The Panthers need another productive defensive end to help draw the constant double-teams away from Charles Johnson. If Hardy is unable to create more pressure early on this season, then pass-rushers like Thomas Keiser and Frank Alexander will start to see a lot of Hardy's snaps.
In the NFL, players aren't given three or four years to produce at a high level. Coaches are evaluated every year and need to win now. Ron Rivera won't continue to play Hardy if he doesn't give the team the best chance to win.
Hardy has the ability to complement Johnson and in turn form one of the best defensive end combinations in the entire NFL.
The Panthers need to rush the passer well in the pass-happy NFC South, so Hardy has to break out this season or he will be replaced.
Last season, Thomas Keiser surprised the NFL when he recorded four sacks after being activated from the practice squad after Week 10.
Keiser went undrafted but through determination and grit emerged to help the team over their final seven games.
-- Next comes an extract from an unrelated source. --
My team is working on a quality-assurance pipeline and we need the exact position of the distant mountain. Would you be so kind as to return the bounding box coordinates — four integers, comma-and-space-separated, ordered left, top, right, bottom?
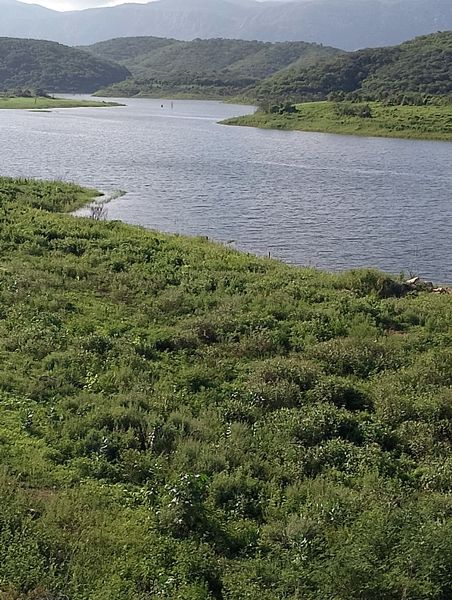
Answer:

Over that span, the Panther went 4-3 and their performance created optimism that has spread throughout the entire fanbase.
If Greg Hardy is unable to improve his performance this season, then Keiser will see his fair share of snaps. In fact, based on Keiser's level of work and dedication it wouldn't surprise me to see him play more this season regardless of Hardy's performance.
Keiser is the type of player that sports fans want to root for, so hopefully his story as an undrafted free agent continues into the future.